Wolverhampton will come together next week to mark the 73nd anniversary of VJ Day – an event which effectively heralded the end of the Second World War.
Veterans, civic dignitaries and members of the public will be among those taking part in a service of remembrance at the Cenotaph in St Peter’s Square on Wednesday 15 August, 2018.
It will commemorate 73 years since Victory over Japan Day – the day in 1945 that the Japanese Army surrendered to Allied forces. In doing so, it brought an end to a conflict which had claimed the lives of an estimated 60 million people around the world.
The City of Wolverhampton Central Branch of the Royal British Legion, the Wolverhampton and District United Ex-Service Council and the Burma Star Association’s Wolverhampton Branch will attend the annual service at the Cenotaph from 11.30am.
It will begin with a parade of standards and veterans followed by prayers, the Kohima homily, Royal British Legion exhortation, the Last Post and two minutes’ silence.
Mayor of Wolverhampton Councillor Phil Page will be among those in attendance. He said: “Commemorating VJ Day gives us the opportunity to remember the courage and bravery shown in the Far East by many thousands of British servicemen, some of whom were sadly never to return.
“It is now more than seven decades since the end of the Second World War and, as the number of veterans who are still with us sadly diminishes, it is very important that we continue to show our immense gratitude for the sacrifices they made for our freedom.”
Pat Johnson, chair of the Central Branch of the City of Wolverhampton Royal British Legion, said: “I’d like to invite everyone to join us and remember the sacrifices shown by countless Wulfrunians who served in the Far East during the Second World War, including the Chindits – the British India special force which served in the Burma campaign.”
Wolverhampton is a signatory of the Armed Forces Community Covenant, a pledge of mutual support between the city and its Armed Forces community.

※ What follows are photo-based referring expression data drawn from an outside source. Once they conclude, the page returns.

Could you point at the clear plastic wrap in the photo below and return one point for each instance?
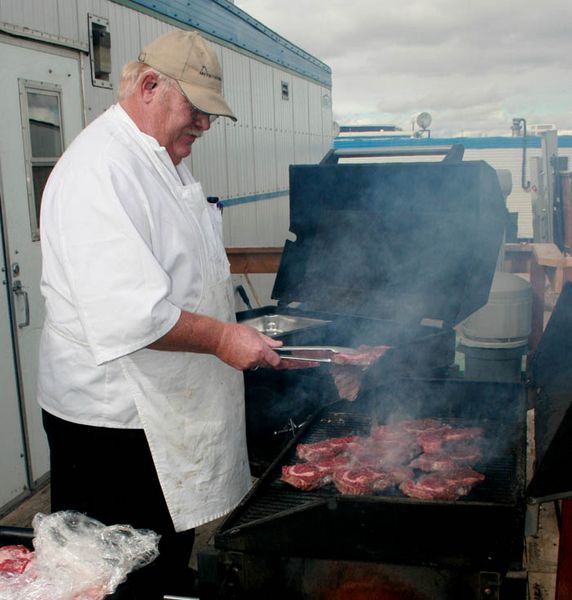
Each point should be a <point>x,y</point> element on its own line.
<point>78,558</point>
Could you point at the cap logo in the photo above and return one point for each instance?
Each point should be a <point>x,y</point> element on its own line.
<point>204,71</point>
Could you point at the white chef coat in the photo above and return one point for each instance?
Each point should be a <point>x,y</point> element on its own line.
<point>128,240</point>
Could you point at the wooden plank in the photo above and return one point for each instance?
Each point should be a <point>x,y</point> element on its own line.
<point>254,260</point>
<point>564,572</point>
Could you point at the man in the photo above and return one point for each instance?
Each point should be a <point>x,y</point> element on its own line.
<point>140,359</point>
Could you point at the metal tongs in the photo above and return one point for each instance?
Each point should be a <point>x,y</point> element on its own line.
<point>321,354</point>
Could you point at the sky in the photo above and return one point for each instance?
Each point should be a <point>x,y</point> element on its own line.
<point>474,65</point>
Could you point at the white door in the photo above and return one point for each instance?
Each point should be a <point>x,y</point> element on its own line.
<point>40,113</point>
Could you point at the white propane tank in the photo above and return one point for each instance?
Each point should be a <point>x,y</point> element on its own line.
<point>505,320</point>
<point>494,338</point>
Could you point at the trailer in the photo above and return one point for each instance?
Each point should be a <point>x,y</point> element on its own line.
<point>60,64</point>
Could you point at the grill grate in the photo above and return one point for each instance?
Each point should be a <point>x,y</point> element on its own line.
<point>499,464</point>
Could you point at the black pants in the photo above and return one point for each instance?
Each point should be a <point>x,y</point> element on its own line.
<point>108,474</point>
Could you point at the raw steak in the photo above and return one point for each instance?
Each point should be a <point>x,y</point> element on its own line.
<point>14,559</point>
<point>357,481</point>
<point>304,476</point>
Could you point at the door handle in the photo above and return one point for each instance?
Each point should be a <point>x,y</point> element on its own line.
<point>19,291</point>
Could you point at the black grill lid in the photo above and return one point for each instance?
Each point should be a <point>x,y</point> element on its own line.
<point>552,375</point>
<point>394,241</point>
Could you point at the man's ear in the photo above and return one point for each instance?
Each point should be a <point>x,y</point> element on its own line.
<point>148,86</point>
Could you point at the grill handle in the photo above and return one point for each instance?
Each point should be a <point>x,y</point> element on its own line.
<point>452,153</point>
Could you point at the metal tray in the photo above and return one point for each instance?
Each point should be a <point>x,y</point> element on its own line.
<point>275,324</point>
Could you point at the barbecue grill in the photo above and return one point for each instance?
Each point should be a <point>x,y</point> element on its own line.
<point>285,543</point>
<point>384,254</point>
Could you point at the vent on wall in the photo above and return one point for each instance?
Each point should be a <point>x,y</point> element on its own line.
<point>100,51</point>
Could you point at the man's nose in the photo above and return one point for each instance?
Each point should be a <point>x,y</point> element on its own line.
<point>203,121</point>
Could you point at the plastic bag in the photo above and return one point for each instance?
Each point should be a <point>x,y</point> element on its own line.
<point>78,558</point>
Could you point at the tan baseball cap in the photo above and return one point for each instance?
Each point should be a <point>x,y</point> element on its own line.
<point>191,60</point>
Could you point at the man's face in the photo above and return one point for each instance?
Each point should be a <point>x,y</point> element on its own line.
<point>179,124</point>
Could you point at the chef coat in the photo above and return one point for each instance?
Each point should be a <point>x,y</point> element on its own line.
<point>128,240</point>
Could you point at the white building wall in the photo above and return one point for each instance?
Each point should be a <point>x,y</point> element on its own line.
<point>234,160</point>
<point>519,200</point>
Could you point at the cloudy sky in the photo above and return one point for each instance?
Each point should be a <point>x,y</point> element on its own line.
<point>472,64</point>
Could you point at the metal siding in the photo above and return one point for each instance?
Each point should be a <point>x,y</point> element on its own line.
<point>68,18</point>
<point>230,24</point>
<point>237,88</point>
<point>233,160</point>
<point>207,161</point>
<point>518,200</point>
<point>264,139</point>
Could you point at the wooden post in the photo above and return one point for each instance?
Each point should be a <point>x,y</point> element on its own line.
<point>564,570</point>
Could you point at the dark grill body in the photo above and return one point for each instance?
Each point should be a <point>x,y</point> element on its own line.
<point>483,528</point>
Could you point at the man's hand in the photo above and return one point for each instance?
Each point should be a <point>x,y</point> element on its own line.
<point>243,347</point>
<point>239,346</point>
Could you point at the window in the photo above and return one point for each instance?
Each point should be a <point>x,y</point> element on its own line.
<point>99,51</point>
<point>40,106</point>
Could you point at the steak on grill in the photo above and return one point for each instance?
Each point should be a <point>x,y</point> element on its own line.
<point>358,481</point>
<point>305,476</point>
<point>434,487</point>
<point>363,356</point>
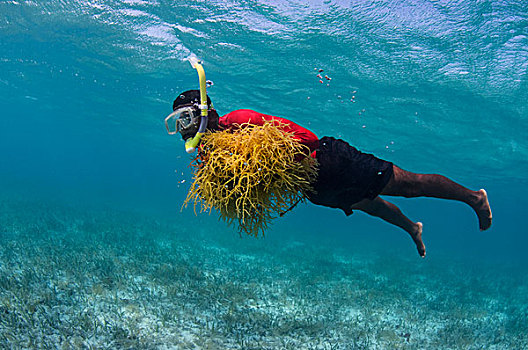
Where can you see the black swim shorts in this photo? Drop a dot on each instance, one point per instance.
(346, 175)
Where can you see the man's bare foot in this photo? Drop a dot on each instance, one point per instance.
(483, 210)
(417, 238)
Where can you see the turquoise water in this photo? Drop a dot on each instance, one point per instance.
(89, 175)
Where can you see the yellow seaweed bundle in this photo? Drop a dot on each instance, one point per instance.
(250, 175)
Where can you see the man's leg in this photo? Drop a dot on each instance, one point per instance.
(407, 184)
(392, 214)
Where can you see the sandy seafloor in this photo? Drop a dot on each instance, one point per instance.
(72, 278)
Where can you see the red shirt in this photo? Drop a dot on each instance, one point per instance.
(304, 136)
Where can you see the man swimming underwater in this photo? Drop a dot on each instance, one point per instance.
(347, 178)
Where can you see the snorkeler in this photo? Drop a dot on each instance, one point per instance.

It calls on local people to support the Armed Forces community, recognise and remember the sacrifices they have made over the years and encourage activities that help members of the Armed Forces integrate into local life.
It also encourages members of the Armed Forces support the wider community, and promote understanding and awareness among the public of some of the issues faced by former members of the Armed Forces as they return to civilian life.